Pria yang akrab disapa Mas Sef itu menilai, BPBD seharusnya tidak hanya hadir saat bencana terjadi, tetapi juga mampu membaca potensi risiko dan bertindak jauh sebelum bencana datang. Namun yang terjadi saat ini, menurutnya, justru terkesan stagnan—bahkan cenderung pasif.
“BPBD itu sangat bergantung pada kekuatan kalaksanya. Di masa Kalaksa sebelumnya, ada keberanian dan argumentasi kuat untuk merealisasikan pengeboran air di wilayah rawan kekeringan. Itu solusi konkret, bukan sekadar respons darurat,” tegasnya.
Ia membandingkan kondisi saat ini yang dinilai jauh dari semangat inovatif tersebut.
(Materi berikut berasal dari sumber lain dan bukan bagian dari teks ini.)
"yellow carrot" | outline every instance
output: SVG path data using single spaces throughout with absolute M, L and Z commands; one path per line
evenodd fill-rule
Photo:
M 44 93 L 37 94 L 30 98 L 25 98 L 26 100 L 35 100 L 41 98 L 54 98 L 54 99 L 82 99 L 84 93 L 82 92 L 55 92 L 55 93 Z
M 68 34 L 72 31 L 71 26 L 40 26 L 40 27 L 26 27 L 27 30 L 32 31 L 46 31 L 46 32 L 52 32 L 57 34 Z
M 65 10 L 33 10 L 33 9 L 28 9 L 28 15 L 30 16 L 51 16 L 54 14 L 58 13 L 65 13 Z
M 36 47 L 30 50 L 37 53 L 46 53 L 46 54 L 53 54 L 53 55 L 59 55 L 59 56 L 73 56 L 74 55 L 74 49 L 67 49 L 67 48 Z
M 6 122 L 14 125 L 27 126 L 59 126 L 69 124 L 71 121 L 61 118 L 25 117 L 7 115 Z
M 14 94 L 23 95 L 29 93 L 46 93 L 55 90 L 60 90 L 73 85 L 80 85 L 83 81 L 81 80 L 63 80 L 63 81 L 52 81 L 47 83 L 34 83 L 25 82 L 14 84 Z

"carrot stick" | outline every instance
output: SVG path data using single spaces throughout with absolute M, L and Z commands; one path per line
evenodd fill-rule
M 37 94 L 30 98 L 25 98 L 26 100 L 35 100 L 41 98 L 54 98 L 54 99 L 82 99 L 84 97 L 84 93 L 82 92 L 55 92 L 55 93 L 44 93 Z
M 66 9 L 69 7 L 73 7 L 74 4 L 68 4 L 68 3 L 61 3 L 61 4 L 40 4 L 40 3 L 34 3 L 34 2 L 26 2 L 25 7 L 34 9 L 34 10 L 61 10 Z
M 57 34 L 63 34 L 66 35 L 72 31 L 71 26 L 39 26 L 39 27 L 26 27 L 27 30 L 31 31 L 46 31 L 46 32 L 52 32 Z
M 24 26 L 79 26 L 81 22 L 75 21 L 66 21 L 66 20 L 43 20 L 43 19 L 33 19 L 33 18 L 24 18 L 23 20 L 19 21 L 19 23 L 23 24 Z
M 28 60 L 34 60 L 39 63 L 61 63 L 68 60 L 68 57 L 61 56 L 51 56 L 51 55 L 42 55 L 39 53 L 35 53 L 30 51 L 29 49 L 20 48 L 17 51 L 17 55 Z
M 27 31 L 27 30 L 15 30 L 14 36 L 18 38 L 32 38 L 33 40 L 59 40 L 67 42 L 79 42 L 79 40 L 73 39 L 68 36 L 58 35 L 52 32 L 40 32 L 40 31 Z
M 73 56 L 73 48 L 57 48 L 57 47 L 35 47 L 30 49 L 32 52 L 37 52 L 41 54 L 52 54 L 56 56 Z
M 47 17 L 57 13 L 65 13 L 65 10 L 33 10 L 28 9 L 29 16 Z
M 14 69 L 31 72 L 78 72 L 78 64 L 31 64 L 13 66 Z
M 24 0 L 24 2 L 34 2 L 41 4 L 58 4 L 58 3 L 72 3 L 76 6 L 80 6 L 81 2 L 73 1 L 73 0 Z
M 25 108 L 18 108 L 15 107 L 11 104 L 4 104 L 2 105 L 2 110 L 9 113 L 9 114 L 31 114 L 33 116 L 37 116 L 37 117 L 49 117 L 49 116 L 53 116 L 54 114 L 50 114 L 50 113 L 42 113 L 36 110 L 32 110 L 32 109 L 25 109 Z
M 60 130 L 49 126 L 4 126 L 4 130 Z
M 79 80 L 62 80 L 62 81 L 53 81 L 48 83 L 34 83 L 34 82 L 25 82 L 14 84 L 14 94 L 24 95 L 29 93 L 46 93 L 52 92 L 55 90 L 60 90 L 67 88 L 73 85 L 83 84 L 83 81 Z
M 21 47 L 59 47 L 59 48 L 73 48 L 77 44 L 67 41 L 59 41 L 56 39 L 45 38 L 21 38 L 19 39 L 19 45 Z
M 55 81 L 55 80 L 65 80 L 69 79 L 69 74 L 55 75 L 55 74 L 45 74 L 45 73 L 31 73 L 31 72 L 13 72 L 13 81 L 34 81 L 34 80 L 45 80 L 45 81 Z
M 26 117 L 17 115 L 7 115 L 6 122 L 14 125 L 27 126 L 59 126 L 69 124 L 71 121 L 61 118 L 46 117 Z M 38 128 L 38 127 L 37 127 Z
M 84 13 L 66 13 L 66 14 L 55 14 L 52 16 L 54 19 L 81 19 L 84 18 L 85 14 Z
Padahal, menurutnya, keterbatasan anggaran tidak seharusnya menjadi alasan utama. Justru di situlah diperlukan kepemimpinan yang mampu “menembus batas”—baik melalui pendekatan ke pemerintah provinsi, pusat, maupun menggali sumber pendanaan alternatif seperti CSR.
Mas Sef juga menyinggung pentingnya langkah preventif yang hingga kini belum maksimal dilakukan. Program seperti pelengsengan di wilayah rawan longsor dan banjir, menurutnya, bisa menjadi langkah strategis untuk meminimalisir dampak bencana. Namun semua itu kembali pada sejauh mana kalaksa mampu memperjuangkan anggaran dan menggerakkan organisasi.
Kalaksa dan Tuntutan Visi
“Jangan hanya bergantung pada APBD. Kalaksa harus punya visi besar, membawa program dari pusat ke daerah. Bahkan CSR pun bisa digerakkan kalau ada kemauan dan kemampuan,” ujarnya.
Lebih jauh, kritik ini tidak sekadar menyasar individu, melainkan menjadi alarm bagi tata kelola kebencanaan di Bondowoso secara keseluruhan. Di tengah ancaman krisis iklim dan meningkatnya frekuensi bencana, pendekatan reaktif dinilai sudah tidak relevan.
Publik kini menunggu, apakah BPBD Bondowoso akan terus bertahan dalam zona nyaman birokrasi, atau berani melakukan lompatan inovatif demi keselamatan masyarakat?
Sebab pada akhirnya, bencana tidak pernah menunggu kesiapan pemerintah. Pertanyaannya: apakah pemerintah siap sebelum bencana itu benar-benar datang?